3. Specific performance. We next turn to the plaintiff's contention that the first judge's grant of specific performance was unwarranted. A judge has a reasonable range of discretion in determining whether to grant or to deny specific performance. See Atlantic Richfield Co. v. Couture, 4 Mass. App. Ct. 230, 234 (1976). Accordingly, "we examine the judge's decision from the viewpoint of whether there has been an abuse of discretion." Quinn v. Mar-Lees Seafood, LLC, 69 Mass. App. Ct. 688, 705 (2007). Specific performance of contracts to convey land is usually granted unless there is fraud or overreaching by the seeking party. See Allen v. Rakes, 359 Mass. 1, 6 (1971). "It is well-settled law in this Commonwealth that real property is unique and that money damages will often be inadequate to redress a deprivation of an interest in land." Greenfield Country Estates Tenants Assn., Inc. v.
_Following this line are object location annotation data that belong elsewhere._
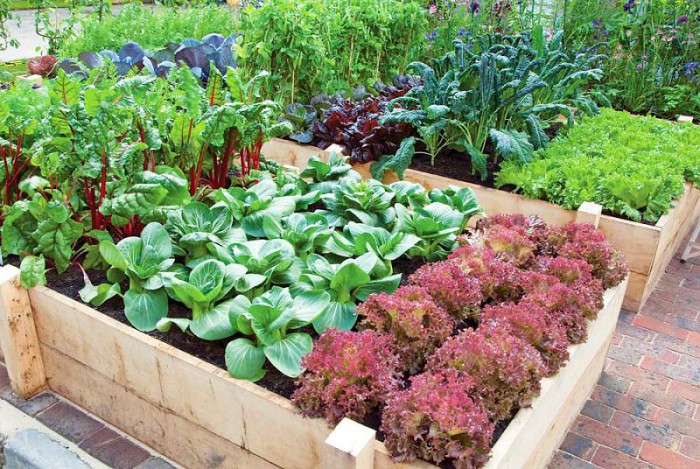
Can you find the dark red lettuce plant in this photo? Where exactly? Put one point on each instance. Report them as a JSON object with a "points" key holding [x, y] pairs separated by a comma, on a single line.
{"points": [[451, 288], [415, 324], [437, 419], [349, 374], [531, 322], [506, 368], [354, 124]]}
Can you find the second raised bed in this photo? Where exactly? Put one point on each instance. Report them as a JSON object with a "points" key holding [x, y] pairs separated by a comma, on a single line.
{"points": [[648, 249]]}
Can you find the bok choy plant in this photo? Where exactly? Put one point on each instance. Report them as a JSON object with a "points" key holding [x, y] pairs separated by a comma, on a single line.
{"points": [[143, 261], [269, 320], [347, 282]]}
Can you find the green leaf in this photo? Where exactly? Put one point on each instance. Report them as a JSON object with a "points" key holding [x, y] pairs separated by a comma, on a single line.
{"points": [[165, 324], [382, 285], [156, 237], [208, 278], [336, 316], [398, 162], [286, 354], [97, 295], [308, 306], [32, 271], [215, 323], [244, 360], [512, 145], [145, 309]]}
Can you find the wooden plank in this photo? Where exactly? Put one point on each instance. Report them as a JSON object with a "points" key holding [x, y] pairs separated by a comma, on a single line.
{"points": [[589, 212], [175, 437], [637, 242], [18, 336], [495, 201], [199, 396], [350, 446], [290, 153], [535, 433], [238, 411], [675, 227], [92, 338]]}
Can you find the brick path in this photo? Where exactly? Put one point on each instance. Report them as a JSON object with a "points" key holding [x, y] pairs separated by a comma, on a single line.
{"points": [[645, 410], [99, 440]]}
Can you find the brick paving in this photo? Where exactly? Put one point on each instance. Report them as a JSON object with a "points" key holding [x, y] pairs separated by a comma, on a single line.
{"points": [[645, 410], [94, 437]]}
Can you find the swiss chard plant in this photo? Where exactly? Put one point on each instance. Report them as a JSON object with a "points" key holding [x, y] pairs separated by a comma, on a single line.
{"points": [[21, 108], [270, 319]]}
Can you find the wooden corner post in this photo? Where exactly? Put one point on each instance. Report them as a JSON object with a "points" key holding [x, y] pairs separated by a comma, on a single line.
{"points": [[589, 212], [350, 446], [18, 337]]}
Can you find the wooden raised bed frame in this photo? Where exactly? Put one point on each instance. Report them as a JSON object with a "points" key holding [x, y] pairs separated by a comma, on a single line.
{"points": [[197, 415], [648, 249]]}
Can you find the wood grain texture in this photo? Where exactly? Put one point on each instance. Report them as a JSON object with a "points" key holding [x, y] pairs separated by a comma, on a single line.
{"points": [[238, 411], [172, 435], [18, 336]]}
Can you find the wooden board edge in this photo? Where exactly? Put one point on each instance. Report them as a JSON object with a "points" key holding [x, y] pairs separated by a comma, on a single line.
{"points": [[238, 411], [20, 344], [173, 436], [518, 443]]}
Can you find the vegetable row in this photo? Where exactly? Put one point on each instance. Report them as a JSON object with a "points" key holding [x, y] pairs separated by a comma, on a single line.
{"points": [[466, 342]]}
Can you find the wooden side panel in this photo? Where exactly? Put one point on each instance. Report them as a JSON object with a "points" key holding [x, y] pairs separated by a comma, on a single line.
{"points": [[637, 242], [535, 433], [18, 336], [290, 153], [495, 201], [237, 411], [177, 438], [675, 226]]}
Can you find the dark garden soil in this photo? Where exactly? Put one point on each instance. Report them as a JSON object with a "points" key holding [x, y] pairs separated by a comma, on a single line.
{"points": [[70, 282]]}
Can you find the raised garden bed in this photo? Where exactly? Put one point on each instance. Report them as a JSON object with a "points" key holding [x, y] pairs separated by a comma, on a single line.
{"points": [[648, 249], [199, 416]]}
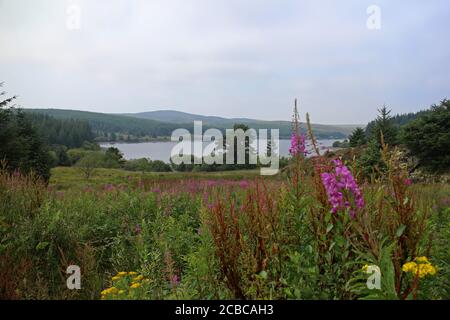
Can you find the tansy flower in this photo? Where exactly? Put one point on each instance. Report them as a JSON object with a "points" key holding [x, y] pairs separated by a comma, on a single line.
{"points": [[422, 259], [138, 278], [422, 269]]}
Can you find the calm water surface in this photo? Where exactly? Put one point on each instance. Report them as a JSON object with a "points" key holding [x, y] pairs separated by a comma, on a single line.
{"points": [[160, 150]]}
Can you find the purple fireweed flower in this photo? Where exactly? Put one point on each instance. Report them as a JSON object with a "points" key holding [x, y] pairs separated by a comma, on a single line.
{"points": [[156, 190], [174, 281], [109, 187], [138, 229], [244, 184], [298, 145], [339, 185]]}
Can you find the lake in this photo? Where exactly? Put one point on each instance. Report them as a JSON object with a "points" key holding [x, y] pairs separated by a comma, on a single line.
{"points": [[160, 150]]}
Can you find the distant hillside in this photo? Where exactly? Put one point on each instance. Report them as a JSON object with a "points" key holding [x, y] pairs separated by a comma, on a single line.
{"points": [[321, 131], [157, 124], [114, 127], [400, 119]]}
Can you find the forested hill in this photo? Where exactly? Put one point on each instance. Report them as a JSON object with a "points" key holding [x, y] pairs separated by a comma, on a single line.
{"points": [[68, 132], [400, 119], [111, 127], [133, 127]]}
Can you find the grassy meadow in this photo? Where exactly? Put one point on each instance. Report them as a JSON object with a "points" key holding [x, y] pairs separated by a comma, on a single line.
{"points": [[230, 235]]}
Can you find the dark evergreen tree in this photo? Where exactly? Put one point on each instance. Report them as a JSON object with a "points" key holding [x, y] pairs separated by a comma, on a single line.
{"points": [[21, 147], [358, 137], [428, 137], [384, 124]]}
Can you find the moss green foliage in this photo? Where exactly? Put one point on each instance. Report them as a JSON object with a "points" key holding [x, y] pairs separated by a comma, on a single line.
{"points": [[217, 235]]}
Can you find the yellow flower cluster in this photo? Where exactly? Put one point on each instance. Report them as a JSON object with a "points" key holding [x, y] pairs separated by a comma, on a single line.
{"points": [[420, 267], [133, 280]]}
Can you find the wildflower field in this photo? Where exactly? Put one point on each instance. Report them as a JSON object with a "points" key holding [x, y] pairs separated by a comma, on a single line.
{"points": [[311, 232]]}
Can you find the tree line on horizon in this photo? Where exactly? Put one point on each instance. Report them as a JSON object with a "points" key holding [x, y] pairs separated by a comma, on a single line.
{"points": [[36, 142]]}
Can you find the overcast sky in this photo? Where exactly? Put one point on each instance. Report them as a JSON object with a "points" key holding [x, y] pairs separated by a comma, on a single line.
{"points": [[232, 58]]}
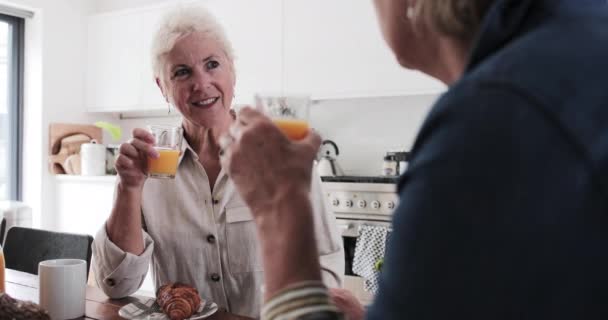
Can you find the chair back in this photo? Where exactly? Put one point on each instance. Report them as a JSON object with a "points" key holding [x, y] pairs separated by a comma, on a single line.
{"points": [[24, 248]]}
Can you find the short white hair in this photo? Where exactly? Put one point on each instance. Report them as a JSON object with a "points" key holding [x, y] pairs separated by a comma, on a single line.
{"points": [[180, 22]]}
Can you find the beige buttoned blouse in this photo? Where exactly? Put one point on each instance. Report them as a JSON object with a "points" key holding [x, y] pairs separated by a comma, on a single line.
{"points": [[205, 239]]}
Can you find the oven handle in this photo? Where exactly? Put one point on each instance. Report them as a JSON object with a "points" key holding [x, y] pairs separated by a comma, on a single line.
{"points": [[353, 229]]}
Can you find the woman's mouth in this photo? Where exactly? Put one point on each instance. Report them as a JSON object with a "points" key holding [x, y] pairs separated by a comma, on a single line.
{"points": [[205, 103]]}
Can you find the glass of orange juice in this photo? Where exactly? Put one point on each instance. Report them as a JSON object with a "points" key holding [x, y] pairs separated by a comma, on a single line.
{"points": [[288, 112], [168, 143]]}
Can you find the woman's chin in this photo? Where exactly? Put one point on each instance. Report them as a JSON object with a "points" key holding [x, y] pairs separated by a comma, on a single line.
{"points": [[209, 117]]}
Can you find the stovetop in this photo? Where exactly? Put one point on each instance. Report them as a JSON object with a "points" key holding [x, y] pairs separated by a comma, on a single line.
{"points": [[361, 179]]}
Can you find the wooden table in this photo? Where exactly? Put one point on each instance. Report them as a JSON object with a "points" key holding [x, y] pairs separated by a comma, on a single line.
{"points": [[24, 286]]}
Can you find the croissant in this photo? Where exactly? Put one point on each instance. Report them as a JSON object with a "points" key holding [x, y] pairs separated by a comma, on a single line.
{"points": [[179, 301]]}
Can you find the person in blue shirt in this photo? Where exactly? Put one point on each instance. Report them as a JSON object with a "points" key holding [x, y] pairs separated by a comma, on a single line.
{"points": [[503, 210]]}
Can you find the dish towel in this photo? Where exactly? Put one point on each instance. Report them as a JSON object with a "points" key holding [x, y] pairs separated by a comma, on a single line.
{"points": [[369, 249]]}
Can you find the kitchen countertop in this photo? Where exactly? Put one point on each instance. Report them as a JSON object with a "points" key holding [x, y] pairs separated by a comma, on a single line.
{"points": [[361, 179]]}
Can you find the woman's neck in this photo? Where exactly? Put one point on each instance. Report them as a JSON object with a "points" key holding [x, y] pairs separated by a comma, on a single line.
{"points": [[449, 62], [204, 140]]}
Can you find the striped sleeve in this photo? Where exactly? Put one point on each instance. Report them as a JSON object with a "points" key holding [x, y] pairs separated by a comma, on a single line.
{"points": [[301, 301]]}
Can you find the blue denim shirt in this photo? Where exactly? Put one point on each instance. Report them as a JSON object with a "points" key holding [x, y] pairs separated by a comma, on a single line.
{"points": [[504, 208]]}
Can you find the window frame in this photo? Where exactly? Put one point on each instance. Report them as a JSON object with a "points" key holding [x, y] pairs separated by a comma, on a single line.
{"points": [[15, 103]]}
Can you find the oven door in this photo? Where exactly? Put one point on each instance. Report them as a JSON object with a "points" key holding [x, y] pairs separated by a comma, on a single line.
{"points": [[350, 233]]}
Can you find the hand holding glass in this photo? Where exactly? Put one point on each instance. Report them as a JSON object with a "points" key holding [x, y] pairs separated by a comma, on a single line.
{"points": [[289, 113], [168, 143]]}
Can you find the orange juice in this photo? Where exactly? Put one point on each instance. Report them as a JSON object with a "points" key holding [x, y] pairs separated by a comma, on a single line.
{"points": [[295, 129], [165, 166]]}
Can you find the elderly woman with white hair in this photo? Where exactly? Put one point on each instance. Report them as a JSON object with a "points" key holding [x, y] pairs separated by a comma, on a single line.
{"points": [[194, 229], [503, 210]]}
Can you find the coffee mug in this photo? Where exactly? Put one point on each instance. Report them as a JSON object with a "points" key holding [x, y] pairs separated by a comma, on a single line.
{"points": [[63, 284]]}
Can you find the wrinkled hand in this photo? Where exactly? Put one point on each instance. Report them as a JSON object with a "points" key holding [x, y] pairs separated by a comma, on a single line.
{"points": [[132, 161], [263, 163], [347, 303]]}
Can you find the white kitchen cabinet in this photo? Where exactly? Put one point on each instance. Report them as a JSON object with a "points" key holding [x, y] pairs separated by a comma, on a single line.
{"points": [[112, 62], [334, 49], [83, 203], [122, 80]]}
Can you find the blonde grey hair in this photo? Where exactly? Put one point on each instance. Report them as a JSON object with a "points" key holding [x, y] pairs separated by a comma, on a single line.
{"points": [[182, 21], [459, 19]]}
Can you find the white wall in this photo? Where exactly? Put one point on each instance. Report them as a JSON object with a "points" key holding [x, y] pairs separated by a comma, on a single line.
{"points": [[54, 89], [110, 5], [365, 129]]}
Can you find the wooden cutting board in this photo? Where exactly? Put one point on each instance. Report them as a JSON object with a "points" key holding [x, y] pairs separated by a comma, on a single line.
{"points": [[65, 140]]}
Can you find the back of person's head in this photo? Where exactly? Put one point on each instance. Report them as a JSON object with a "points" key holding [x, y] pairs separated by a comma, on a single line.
{"points": [[180, 22], [459, 19]]}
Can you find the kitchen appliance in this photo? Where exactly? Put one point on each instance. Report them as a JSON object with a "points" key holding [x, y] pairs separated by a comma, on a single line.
{"points": [[327, 165], [359, 201]]}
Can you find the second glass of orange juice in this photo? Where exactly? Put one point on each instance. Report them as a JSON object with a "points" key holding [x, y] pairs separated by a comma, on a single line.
{"points": [[288, 112], [168, 143]]}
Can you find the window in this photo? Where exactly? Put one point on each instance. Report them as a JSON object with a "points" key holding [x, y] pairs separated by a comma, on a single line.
{"points": [[11, 74]]}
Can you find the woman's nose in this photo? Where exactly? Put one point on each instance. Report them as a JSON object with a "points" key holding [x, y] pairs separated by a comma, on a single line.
{"points": [[200, 80]]}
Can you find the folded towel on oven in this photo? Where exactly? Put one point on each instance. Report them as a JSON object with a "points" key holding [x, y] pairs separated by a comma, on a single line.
{"points": [[369, 249]]}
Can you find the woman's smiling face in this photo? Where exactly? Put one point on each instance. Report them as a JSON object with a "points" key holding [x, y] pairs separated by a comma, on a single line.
{"points": [[198, 79]]}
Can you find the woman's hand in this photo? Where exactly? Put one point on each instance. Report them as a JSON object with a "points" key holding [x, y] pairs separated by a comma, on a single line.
{"points": [[263, 163], [132, 161], [347, 303]]}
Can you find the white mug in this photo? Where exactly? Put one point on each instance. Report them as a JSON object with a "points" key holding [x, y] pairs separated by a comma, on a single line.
{"points": [[92, 159], [63, 284]]}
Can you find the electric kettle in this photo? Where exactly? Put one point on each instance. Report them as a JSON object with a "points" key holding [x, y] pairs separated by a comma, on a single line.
{"points": [[327, 164]]}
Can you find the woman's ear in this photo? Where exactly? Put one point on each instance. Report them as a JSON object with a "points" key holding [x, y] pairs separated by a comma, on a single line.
{"points": [[161, 88]]}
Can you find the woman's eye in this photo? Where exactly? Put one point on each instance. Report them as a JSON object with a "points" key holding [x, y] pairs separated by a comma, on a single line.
{"points": [[212, 64], [180, 73]]}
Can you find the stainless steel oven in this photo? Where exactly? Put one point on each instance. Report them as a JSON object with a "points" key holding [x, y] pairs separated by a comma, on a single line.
{"points": [[356, 202]]}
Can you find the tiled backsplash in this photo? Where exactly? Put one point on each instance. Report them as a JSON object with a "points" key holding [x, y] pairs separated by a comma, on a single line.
{"points": [[364, 129]]}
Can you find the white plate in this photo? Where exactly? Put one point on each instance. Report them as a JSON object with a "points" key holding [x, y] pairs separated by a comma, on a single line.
{"points": [[148, 309]]}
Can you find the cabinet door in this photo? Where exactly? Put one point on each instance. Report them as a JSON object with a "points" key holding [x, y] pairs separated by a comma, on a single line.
{"points": [[113, 60], [334, 49]]}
Deep, 423 Mass. 81, 88 (1996). "Specific performance of real estate contracts is appropriate 'in the absence of significant equitable reasons for refusing such relief.' " Costello v. Pet Inc., 17 Mass. App. Ct. 382, 387 (1984), quoting from Raynor v. Russell, 353 Mass. 366, 367-368 (1967). We perceive no abuse of discretion in allowing the order for specific performance.6

Order entered August 26, 2016, allowing specific performance, affirmed.